Hello again!
I know it’s only been three days since my last post, but this one wouldn’t wait. Hopefully there will be inspiration for another post when Tuesday rolls around again.
There was a fire in my flat yesterday. Don’t worry – it was intentional and well contained in the kitchen sink. But before I tell you about that, I should back up a bit.
For years, I have used fire to rid my heart and mind of lies I find myself believing. Being a verbal processor, I have to get thoughts into words before I can deal with them (or even know they’re there), but I decided I don’t want rubbish filling my journals. When I find myself writing something untrue, I switch to a piece of notepaper and write the lies there. When the paper is filled, I burn it, offering those thoughts to God and asking Him to fill the space with His truth instead.
Yesterday, I expanded that practice a bit. This is a photo of the front of my wardrobe from sometime around February or March 2016. These notecards are filled with verses God had given me to read often, memorize and hold onto as I waited for His promises to be fulfilled in my life. They will always be special to me, but they are no longer displayed next to my bed.
During the past weeks, those verses have served as reminders, not of the faithfulness of the God who inspired the words, but of the promises that remain unfulfilled.
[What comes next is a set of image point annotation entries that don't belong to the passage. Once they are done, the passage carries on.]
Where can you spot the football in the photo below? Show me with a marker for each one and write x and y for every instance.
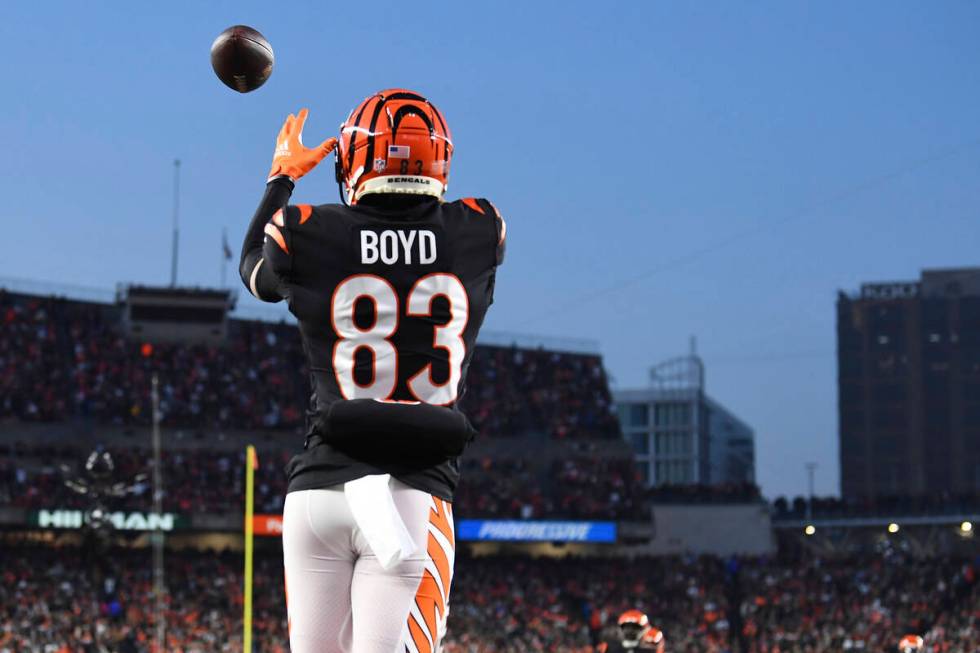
(242, 58)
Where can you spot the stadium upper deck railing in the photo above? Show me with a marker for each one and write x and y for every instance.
(272, 314)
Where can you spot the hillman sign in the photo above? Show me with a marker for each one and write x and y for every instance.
(123, 521)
Instead of hope, they brought frustration and doubt and despair.
You see, if we let our minds wander at will instead of taking the thoughts captive, they will often turn toward the dark places in our hearts. As I have processed the disappointment of my visa refusal, my thoughts have wandered toward other disappointments too. Most of them stem from promises I felt God gave me long before my life in Ireland was even a thought. And the thing about disappointments lurking in the dark is they rarely hang out alone. They are usually accompanied by lies about us and about God who often gets blamed for the sorrows we face.
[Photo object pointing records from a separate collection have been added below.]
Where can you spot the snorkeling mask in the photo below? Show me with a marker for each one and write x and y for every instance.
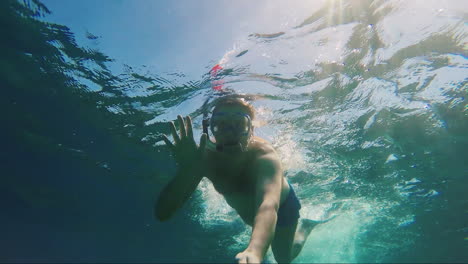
(237, 127)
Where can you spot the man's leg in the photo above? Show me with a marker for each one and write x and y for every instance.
(288, 242)
(282, 243)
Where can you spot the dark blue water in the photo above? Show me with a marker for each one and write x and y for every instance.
(364, 100)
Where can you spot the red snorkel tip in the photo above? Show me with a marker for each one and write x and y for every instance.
(216, 85)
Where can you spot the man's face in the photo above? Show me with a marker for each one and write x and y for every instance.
(230, 125)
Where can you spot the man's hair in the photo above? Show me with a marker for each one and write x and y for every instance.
(233, 100)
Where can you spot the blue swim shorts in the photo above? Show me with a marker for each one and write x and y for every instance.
(288, 212)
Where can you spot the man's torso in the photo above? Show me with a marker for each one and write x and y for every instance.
(232, 176)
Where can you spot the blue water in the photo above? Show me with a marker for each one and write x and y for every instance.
(364, 100)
As I burned lies yesterday (ugly ones saying I’m unlovable, I’ll never find a place to belong, etc.), I also burned truths. Those notecards that had begun to represent sorrow went up in smoke along with the lies – not because they are untrue, but because I had attached them to my expectations of what should happen. As I burned those bits of paper, I surrendered my own ideas of what fulfilled promises have to look like. In return, I received truth straight from God once again.
There may never be a man on earth who thinks I’m worth sharing life with, but there is a Man in heaven who thinks it was worth giving His life so that He could share it with me forever. He calls me His Beloved and invites me to come away with Him into spring. Winter is past, and it’s time for new life, beauty, and singing again.
Now I can read “[God] led them by a straight way to a city where they could settle” and realize no matter where I call “home” here on earth, or whether I ever get to stay more than three years in one place, I can be settled with Him. I don’t have to start from scratch at every turn because He is my constant.
I don’t know what is around the next bend, but surrender has brought hope to the surface again. God’s promises are true whether they look like I had hoped and expected or not. Whatever He will do in the seasons to come will be remarkable – for His glory and my good! So today, I choose to be still and know He is God.